Reste la postface, qui porte sur la politique du président américain au Proche-Orient. Les auteurs soulignent à quel point Barack Obama semble préoccupé par cette question. À peine élu, remarquent-ils, il désignait un émissaire sur le dossier. Il fera preuve ensuite d’un certain dynamisme pour animer les débats. Le discours du Caire (juin 2009) adressé à un monde arabe méfiant à l’égard des Américains en sera la première étape. Les auteurs montrent l’activisme de Barack Obama, mais manquent apparemment de recul pour critiquer un président paré de toutes les vertus. C’est pourtant par excès de naïveté que Barack Obama a connu ses premiers déboires au Proche-Orient. Notamment dans la manière dont le premier ministre israélien a balayé du revers de la main ses nombreuses demandes de suspension de la colonisation juive en territoire palestinien.
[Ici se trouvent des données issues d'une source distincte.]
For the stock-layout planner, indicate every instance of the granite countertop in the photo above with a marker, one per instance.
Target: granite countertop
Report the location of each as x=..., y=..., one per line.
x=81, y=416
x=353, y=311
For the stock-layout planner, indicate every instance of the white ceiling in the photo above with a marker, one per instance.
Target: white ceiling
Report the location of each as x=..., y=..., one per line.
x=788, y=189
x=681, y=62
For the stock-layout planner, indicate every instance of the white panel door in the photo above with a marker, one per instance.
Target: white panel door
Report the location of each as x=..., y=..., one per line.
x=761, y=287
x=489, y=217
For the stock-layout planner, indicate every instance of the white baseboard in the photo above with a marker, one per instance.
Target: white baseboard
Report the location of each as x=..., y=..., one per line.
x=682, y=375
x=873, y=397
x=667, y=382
On aura compris que le but de ce livre n’est pas de proposer une énième analyse du vieux conflit israélo-arabe. C’est un ouvrage de culture générale, extrêmement bien documenté. Étudiants et lecteurs attentifs à la situation au Proche-Orient devraient y trouver de nombreuses informations et surtout matière à réflexion. Un regret toutefois pour les francophones qui ne sont pas à l’aise avec la langue de Shakespeare : aucun des documents présentés n’est traduit dans la langue de Molière.